Marketing Reporting Pack - Playbook
1. Definition
What it is: A comprehensive monthly reporting system that consolidates marketing performance data from MAP, CRM, and BI tools into standardized dashboards and reports, enabling the marketing team to measure KPIs, track campaign performance, and make data-driven decisions aligned with the company's growth model.
What it is NOT: Not a one-time analytics audit or ad-hoc reporting. Not Marketing Automation Platform implementation (that's the technical platform setup). Not Lead Attribution (that's the tracking model). Not a Growth Model project (that's defining the targets this pack measures against).
2. ICP Value Proposition
Pain it solves: Marketing teams lack visibility into true performance because data is fragmented across MAP, CRM, and spreadsheets. Leaders can't answer basic questions like "What's our cost per MQL?" or "Which channels drive pipeline?" without hours of manual data pulling. This leads to misallocated budget and inability to prove marketing's contribution to revenue.
Outcome delivered: A self-updating monthly reporting pack with standardized dashboards showing funnel performance, channel attribution, campaign ROI, and pipeline contribution. Marketing team can answer performance questions in minutes instead of hours, and leadership has confidence in the numbers.
Who owns it: VP of Marketing or Marketing Operations Manager.

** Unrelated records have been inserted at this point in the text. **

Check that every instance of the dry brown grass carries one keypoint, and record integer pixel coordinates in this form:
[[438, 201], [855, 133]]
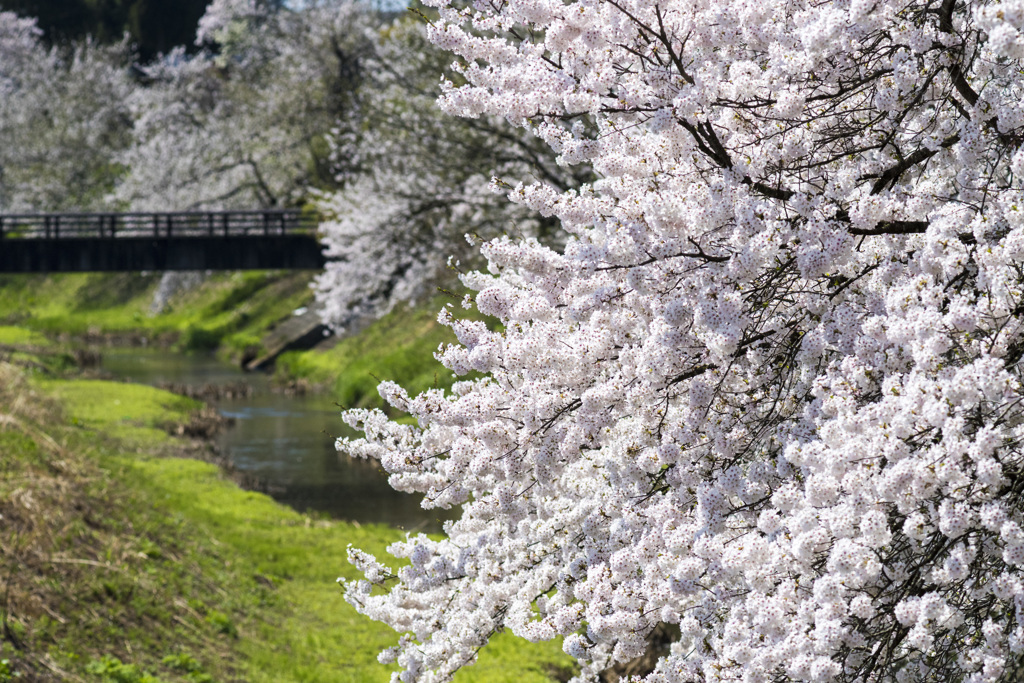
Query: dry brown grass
[[83, 573]]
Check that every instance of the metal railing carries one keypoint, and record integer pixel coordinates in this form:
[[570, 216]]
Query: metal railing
[[156, 224]]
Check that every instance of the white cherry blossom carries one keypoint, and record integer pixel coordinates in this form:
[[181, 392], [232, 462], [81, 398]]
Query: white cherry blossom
[[769, 392]]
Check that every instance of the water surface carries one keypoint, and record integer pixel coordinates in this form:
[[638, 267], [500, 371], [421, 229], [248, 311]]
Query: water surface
[[285, 442]]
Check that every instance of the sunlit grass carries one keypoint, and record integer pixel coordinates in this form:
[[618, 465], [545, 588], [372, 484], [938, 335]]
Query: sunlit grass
[[231, 309], [268, 572]]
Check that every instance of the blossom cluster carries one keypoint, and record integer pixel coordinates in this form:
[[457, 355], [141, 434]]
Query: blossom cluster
[[769, 392]]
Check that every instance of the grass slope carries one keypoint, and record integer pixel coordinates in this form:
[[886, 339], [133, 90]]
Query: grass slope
[[122, 562], [398, 347], [228, 309]]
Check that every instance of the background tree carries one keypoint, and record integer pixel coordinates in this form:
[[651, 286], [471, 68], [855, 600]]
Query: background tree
[[244, 127], [155, 27], [769, 392], [416, 182]]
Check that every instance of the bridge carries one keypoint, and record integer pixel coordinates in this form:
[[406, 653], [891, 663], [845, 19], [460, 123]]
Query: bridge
[[272, 239]]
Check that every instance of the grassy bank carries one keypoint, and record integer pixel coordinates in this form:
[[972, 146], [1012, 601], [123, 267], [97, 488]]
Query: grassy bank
[[228, 310], [398, 347], [124, 561]]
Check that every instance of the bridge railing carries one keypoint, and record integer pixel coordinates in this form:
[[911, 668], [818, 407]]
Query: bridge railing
[[156, 224]]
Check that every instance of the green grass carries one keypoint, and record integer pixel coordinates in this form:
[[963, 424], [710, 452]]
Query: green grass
[[11, 336], [204, 579], [229, 310], [398, 347]]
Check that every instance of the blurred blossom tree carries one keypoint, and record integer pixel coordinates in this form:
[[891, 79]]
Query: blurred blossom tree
[[244, 126], [416, 182], [62, 117], [767, 395]]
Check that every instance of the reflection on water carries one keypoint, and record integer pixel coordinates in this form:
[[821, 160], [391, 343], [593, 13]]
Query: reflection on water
[[286, 442]]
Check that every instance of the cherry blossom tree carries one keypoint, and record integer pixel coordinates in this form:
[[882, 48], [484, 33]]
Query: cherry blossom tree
[[767, 397], [62, 118], [416, 181], [246, 125]]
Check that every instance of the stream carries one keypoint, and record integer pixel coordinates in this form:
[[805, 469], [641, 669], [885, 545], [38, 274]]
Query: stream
[[286, 443]]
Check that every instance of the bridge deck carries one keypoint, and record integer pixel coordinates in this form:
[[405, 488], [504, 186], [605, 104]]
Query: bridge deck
[[175, 241]]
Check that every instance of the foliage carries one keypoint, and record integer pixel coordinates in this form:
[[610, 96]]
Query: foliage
[[415, 182], [243, 126], [396, 347], [62, 118], [154, 27], [769, 392]]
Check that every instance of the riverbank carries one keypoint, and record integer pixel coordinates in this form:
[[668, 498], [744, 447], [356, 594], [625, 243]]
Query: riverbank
[[123, 560], [228, 311]]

3. Implementation Procedure
Part 1: Define Reporting Requirements & Data Strategy
Step 1: Align Reporting Objectives with Growth Model
Step Overview: Meet with marketing leadership to define the specific questions the reporting pack must answer and align KPIs with the company's growth model targets. End state: Documented list of priority questions, KPIs, and target benchmarks.
- Schedule kickoff meeting with VP Marketing and Marketing Ops stakeholders
- Review existing growth model to identify marketing-owned metrics (MQLs, pipeline contribution, CAC)

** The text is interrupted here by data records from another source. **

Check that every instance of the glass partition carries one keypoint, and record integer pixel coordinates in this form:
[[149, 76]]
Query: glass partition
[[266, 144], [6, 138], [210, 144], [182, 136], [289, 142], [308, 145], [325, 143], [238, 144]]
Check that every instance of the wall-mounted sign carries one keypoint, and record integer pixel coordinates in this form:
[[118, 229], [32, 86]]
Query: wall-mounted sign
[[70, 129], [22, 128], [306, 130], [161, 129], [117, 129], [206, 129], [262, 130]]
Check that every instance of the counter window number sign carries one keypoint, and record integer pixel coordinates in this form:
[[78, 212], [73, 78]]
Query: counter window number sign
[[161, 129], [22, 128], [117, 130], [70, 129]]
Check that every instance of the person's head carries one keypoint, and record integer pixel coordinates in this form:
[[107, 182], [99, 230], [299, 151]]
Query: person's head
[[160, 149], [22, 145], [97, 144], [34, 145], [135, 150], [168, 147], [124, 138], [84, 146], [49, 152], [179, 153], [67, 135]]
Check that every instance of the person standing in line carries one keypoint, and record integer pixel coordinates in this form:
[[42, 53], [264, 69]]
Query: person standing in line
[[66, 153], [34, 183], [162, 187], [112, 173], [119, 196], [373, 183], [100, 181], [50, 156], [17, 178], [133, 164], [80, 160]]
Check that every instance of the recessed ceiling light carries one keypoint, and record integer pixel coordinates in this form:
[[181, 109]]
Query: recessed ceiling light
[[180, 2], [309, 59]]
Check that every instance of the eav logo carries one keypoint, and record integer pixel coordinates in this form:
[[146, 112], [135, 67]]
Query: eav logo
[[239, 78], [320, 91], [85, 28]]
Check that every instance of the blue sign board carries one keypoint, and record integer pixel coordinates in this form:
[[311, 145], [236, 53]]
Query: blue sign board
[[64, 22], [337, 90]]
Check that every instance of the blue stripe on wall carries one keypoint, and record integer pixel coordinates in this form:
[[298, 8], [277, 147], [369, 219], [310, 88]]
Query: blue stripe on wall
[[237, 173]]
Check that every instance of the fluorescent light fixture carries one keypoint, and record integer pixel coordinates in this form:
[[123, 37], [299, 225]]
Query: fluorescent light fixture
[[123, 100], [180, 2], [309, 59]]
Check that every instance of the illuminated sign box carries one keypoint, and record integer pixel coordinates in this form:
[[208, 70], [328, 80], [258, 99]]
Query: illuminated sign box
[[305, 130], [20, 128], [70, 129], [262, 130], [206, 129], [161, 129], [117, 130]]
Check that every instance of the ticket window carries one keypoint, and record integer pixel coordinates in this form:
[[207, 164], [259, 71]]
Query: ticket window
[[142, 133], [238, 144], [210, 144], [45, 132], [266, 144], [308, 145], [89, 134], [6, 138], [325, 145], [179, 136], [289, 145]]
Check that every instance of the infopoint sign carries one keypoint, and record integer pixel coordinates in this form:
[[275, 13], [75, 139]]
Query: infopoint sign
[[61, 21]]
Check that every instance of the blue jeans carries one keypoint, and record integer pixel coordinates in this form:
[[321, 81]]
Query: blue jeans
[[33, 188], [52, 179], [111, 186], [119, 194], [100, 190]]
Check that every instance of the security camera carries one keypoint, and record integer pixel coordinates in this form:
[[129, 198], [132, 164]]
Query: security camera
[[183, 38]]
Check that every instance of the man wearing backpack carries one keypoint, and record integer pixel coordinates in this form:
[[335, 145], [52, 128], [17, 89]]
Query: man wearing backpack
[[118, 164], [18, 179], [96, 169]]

- Document the top 5-7 questions leadership needs answered monthly (e.g., "Are we hitting MQL targets?", "What's our channel mix?")
- Define primary KPIs: MQL volume, MQL-to-SQL conversion rate, pipeline velocity, cost per MQL, marketing-sourced pipeline
- Establish baseline benchmarks and target thresholds for red/yellow/green status indicators
- Get sign-off on reporting priorities before moving to data assessment
Step 2: Audit Current Data Sources and Gaps
Step Overview: Inventory all available data sources across MAP, CRM, and other platforms to identify what data exists, where it lives, and what gaps need addressing. End state: Data source inventory with gap analysis document.

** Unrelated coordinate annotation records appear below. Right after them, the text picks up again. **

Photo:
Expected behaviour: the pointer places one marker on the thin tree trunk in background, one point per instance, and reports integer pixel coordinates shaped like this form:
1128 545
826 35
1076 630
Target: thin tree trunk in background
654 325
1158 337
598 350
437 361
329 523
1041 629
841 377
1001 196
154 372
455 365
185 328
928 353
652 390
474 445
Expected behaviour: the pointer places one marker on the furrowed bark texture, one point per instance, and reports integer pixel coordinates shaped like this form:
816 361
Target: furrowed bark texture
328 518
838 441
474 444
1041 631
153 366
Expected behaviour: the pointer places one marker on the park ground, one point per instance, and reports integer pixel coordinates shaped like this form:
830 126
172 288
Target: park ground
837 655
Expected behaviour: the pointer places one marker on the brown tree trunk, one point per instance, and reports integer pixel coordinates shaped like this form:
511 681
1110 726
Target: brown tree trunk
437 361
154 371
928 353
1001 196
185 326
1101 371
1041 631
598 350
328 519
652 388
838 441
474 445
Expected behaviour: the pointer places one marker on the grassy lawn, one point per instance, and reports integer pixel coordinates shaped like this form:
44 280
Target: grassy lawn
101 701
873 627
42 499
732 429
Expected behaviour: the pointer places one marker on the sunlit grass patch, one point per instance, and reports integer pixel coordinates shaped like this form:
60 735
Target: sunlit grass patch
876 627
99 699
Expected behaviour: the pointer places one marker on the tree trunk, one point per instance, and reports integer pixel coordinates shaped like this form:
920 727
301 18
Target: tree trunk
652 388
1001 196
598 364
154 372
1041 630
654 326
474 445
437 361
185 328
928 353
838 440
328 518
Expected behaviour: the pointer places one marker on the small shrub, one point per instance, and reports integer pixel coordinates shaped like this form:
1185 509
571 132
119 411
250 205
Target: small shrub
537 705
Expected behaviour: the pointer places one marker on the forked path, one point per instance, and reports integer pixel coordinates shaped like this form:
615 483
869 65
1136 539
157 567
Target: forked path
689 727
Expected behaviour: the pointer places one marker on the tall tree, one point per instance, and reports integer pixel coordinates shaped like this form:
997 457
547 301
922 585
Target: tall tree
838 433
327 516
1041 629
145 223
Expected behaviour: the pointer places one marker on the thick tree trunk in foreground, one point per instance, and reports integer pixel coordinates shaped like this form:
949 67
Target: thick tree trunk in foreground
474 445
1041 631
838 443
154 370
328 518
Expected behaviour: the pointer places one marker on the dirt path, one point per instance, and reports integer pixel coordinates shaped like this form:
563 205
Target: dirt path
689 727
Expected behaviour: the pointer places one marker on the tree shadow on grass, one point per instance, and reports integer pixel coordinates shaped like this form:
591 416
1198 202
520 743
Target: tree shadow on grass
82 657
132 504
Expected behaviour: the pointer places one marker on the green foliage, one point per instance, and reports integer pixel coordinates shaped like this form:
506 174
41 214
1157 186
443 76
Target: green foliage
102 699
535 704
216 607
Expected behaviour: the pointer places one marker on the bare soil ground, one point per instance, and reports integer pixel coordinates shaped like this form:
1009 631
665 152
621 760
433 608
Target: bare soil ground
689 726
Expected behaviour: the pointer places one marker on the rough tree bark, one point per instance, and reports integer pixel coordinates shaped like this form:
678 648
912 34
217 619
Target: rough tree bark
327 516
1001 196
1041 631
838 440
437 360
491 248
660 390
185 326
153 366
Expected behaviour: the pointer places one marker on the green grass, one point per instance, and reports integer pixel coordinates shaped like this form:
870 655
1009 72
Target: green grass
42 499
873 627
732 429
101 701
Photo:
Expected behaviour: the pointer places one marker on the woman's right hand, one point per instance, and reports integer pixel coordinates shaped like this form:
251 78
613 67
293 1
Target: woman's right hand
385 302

- List all marketing tech stack tools generating data (HubSpot/Marketo, Salesforce, Google Analytics, ad platforms)
- Document which metrics are available from each source and at what granularity
- Identify data gaps—metrics needed for reporting that don't currently exist or aren't tracked
- Assess data quality issues: missing UTM parameters, inconsistent naming conventions, duplicate records
- Map data refresh frequencies and determine if real-time vs. batch is required
- Document integration points between systems (API connections, native syncs, manual exports)
Step 3: Establish Metric Definitions and Ownership
Step Overview: Create shared definitions for all metrics to eliminate cross-team discrepancies and assign ownership for each KPI. End state: Metric glossary document with ownership assignments.
- Define MQL criteria to match between MAP and CRM (prevent discrepancy issues between systems)
- Document funnel stage definitions (Lead → MQL → SQL → Opportunity → Closed Won)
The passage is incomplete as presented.